All this began to disintegrate when Daniel Ganzfried, a Swiss writer and the son of a Holocaust survivor, undertook to verify Wilkomirski’s assertions. He found, instead, inconsistencies of dates and facts, as well as documents identifying Wilkomirski as the child, born in Switzerland in 1941, of an unwed Swiss Protestant woman named Yvonne Grosjean. He also uncovered legal papers proving Wilkomirski’s adoption, under the name of Bruno Doesseker, by a middle-class Zürich family. At the same time, Holocaust historians began to note that no child younger than seven would have been spared instant gassing—demurrals that were, however, not voiced during the period of rhapsodic prize-giving. Ganzfried’s disclosures ultimately caused grave uneasiness among Wilkomirski’s several publishers. Late in 1999, Suhrkamp Verlag withdrew its hardcover edition of
Fragments
, a decision followed some weeks afterward by Schocken. Carol Janeway, the book’s American translator, affirmed that the “enormous impact that
Fragments
has had upon its readers must not blind us to the truth,” and ruminated over the “human bafflement about the psychological processes that went into
this.” One speculation that arose in Wilkomirski’s defense (reminiscent of Rodríguez’s charge against Isacovici) is that there was no hoax, and Wilkomirski had committed no fraud, because he believes in his written story, and takes it to be his own. Perhaps he does. In that event we might wish to dub him insane. Even so, his conviction, if conviction it is, has done harm: it led a survivor living in Israel to suppose that he had recovered his lost son, whom he had thought long dead.

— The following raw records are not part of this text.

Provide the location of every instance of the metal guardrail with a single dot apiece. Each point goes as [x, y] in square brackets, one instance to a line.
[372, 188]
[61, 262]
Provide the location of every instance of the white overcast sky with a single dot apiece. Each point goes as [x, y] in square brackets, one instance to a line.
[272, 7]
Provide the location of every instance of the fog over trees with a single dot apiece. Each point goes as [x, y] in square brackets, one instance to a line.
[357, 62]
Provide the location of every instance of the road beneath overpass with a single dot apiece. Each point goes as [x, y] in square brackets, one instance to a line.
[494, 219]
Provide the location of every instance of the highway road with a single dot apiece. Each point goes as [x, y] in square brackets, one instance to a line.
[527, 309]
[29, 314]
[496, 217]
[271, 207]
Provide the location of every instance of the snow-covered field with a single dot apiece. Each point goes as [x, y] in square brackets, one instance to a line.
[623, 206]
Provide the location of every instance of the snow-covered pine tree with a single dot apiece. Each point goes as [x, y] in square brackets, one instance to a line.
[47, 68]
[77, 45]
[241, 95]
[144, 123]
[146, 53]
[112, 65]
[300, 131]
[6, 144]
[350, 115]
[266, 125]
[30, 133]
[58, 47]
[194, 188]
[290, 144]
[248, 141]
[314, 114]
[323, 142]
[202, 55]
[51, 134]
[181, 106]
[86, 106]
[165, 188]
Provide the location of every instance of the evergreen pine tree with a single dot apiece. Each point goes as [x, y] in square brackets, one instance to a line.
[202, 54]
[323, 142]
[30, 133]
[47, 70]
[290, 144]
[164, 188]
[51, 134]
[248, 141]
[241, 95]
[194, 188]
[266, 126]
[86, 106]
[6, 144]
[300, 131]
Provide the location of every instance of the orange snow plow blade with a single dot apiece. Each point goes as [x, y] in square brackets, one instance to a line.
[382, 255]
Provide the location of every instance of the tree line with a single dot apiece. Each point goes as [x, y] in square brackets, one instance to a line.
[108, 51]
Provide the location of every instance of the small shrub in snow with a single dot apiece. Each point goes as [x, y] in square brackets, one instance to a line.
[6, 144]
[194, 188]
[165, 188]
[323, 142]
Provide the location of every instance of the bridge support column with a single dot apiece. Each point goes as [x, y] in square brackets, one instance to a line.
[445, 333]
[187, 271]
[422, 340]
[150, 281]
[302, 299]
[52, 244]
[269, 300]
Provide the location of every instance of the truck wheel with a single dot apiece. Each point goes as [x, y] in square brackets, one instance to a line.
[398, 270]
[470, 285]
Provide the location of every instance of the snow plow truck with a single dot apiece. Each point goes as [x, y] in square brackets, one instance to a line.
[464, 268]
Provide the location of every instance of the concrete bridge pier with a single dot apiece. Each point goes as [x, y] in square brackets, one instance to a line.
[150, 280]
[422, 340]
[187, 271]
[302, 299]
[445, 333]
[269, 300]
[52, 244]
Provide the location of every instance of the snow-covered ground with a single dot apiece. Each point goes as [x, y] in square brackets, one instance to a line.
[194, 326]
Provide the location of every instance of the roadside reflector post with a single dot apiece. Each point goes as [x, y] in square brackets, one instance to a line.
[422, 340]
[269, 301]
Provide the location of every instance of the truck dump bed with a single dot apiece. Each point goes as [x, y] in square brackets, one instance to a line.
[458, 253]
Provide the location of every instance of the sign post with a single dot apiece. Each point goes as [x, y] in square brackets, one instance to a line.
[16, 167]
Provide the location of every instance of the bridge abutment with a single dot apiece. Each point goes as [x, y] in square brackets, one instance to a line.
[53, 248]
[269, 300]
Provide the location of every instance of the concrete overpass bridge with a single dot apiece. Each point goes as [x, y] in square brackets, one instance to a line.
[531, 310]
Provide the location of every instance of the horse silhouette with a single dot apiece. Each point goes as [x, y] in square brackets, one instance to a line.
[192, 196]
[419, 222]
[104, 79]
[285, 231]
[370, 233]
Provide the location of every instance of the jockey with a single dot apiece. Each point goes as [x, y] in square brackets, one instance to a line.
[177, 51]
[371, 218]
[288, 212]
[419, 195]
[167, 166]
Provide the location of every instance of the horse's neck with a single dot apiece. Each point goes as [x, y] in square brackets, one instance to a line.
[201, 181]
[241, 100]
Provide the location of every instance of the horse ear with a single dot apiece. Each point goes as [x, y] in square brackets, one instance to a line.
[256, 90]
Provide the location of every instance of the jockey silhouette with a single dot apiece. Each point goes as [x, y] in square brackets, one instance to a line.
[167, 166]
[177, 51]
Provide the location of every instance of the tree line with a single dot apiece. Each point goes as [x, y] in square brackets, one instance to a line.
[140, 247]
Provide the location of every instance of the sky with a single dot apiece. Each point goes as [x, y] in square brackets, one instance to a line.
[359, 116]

There was more. Defending yet another award bestowed on Wilkomirski by the American Orthopsychiatric Association (and eschewing human bafflement), a psychologist who is a member of that organization stated: “We are honoring Mr. Wilkomirksi not as historians or politicians, but as mental-health professionals. What he has written is important clinically.” From this it would be fair to conclude that “mental-health professionals” care nothing for historical evidence, and do not recognize when they are, in fact, acting politically. If Wilkomirski is indeed a fabricator, then to laud him is to take a stand—politically—on the side of those who declare the Holocaust to be a fabrication. In any case, how does it advance the public cause of mental health to encourage a possible public liar who is possibly an opportunist and possibly a madman?